Old Cleveland Road Tramway Tracks are important in demonstrating the pattern of Queensland's history as this portion of the tramway utilised the road bed of the earlier Belmont Tramway, established in 1912 by the Belmont Shire Council. Throughout Queensland, various Shire Councils undertook the construction of tramways which often represented a significant capital investment for relatively small communities. The tramway tracks also demonstrate the pattern of Queensland's history as an example of the Brisbane tramway system which operated from 1885 until 1969. The tramway tracks also demonstrate the expansion of the system into new residential suburbs in the post World War II era. The eventual closure of the tramway system further demonstrates the evolution of Queensland's history, as the forces of urban sprawl, the predominance of the motor car, and the perceived future transport needs of Brisbane city influenced the decision to close the tramway.

The place demonstrates rare, uncommon or endangered aspects of Queensland's cultural heritage.

Old Cleveland Road Tramway Tracks demonstrate rare aspects of Queensland's cultural heritage as some of the last visible remnant tramway tracks in Brisbane.
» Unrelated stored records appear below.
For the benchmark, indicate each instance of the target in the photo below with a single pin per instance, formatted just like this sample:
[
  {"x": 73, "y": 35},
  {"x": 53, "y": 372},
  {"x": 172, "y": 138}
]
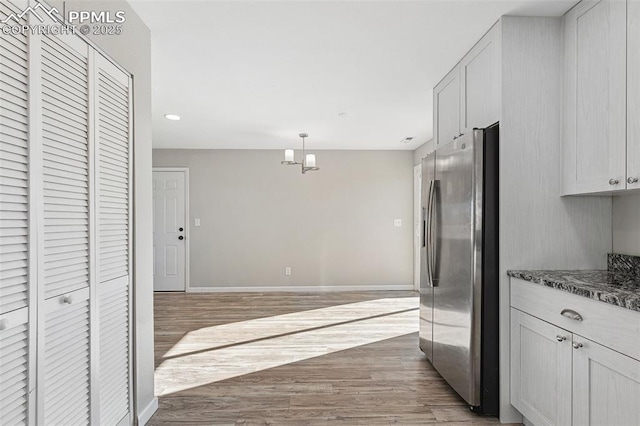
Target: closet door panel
[
  {"x": 66, "y": 359},
  {"x": 14, "y": 342},
  {"x": 113, "y": 237},
  {"x": 14, "y": 205},
  {"x": 65, "y": 155}
]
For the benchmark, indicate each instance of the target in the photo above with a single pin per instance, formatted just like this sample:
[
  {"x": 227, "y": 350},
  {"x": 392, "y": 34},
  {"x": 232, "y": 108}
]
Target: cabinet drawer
[{"x": 609, "y": 325}]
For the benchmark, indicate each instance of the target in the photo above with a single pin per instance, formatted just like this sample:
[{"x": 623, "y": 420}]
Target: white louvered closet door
[
  {"x": 14, "y": 226},
  {"x": 64, "y": 358},
  {"x": 113, "y": 229}
]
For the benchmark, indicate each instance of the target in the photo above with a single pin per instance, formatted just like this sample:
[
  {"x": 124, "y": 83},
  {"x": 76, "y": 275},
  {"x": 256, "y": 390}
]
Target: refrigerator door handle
[
  {"x": 432, "y": 230},
  {"x": 423, "y": 230},
  {"x": 430, "y": 246}
]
Other tracks have been removed, or covered over with bitumen road surfacing.

The place has potential to yield information that will contribute to an understanding of Queensland's history.
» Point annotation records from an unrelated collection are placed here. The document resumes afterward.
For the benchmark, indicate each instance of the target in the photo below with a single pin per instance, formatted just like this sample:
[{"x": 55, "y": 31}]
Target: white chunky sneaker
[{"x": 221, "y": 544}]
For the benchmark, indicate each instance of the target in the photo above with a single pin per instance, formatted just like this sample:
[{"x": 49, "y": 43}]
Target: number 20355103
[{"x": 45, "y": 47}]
Old Cleveland Road Tramway Tracks have the potential to yield information about the construction of mass concrete tramway tracks.

The place is important in demonstrating a high degree of creative or technical achievement at a particular period.

Old Cleveland Road Tramway Tracks are important in demonstrating a high degree of technical achievement. Brisbane City Council pioneered the use of mass concrete tram tracks; in other cities concrete had been used as a foundation only.

The place has a special association with the life or work of a particular person, group or organisation of importance in Queensland's history.

Old Cleveland Road Tramway Tracks have a special association with the work of the Brisbane City Council's Transport Department who were responsible for the operation of the tramway from 1925 to 1969.